Components made of short fibre reinforced thermoplastics are increasingly used in the automotive industry, and more frequently subjected to fatigue loadings during their service life. The determination of a predictive fatigue criterion is therefore a serious issue for the designers, and requires the knowledge of the local mechanical response. As the cyclic behaviour of polymeric material is reckoned to be highly nonlinear, even at room temperature, an accurate constitutive model is a preliminary step for confident fatigue design.Constitutive equations for the cyclic behaviour, developed and validated by the authors in Part I of this paper [Launay et al., Int J Fatigue, in press], are applied to the mechanical analysis of fatigue campaigns carried out by Klimkeit et al. and De Monte et al. on specimens made out of polyamide 66 reinforced with 35 wt.% of short glass fibres. Both studies are performed at room temperature, with material conditioned at the equilibrium with air containing 50% of relative humidity (RH50) or dry-as-moulded (DAM).Post-processing the cyclic response in steady-state allows the comparison of several fatigue criteria. The fatigue databases involve various loadings, including the study of multiaxiality and mean–stress effects on different microstructures. Among all physical quantities, the dissipated energy density per cycle ΔWdiss displays the best correlation with the fatigue life.

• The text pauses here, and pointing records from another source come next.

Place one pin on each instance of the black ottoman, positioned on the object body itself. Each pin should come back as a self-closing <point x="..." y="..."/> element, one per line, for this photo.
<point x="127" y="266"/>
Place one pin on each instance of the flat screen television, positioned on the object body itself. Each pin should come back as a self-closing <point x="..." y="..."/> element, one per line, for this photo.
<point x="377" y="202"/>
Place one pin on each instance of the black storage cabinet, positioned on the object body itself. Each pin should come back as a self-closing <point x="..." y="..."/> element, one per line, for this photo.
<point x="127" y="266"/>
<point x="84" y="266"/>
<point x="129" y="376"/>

► An anisotropic and nonlinear constitutive behaviour is used for the computation of the cyclic response. ► This constitutive model is applied to multiaxial fatigue tests presented in the literature by others. ► Mechanical values are computed in the steady-state regime of stress-controlled fatigue tests. ► The dissipative energy density per cycle is well correlated to the fatigue life. ► The proposed energy criterion is more predictive than other published criteria.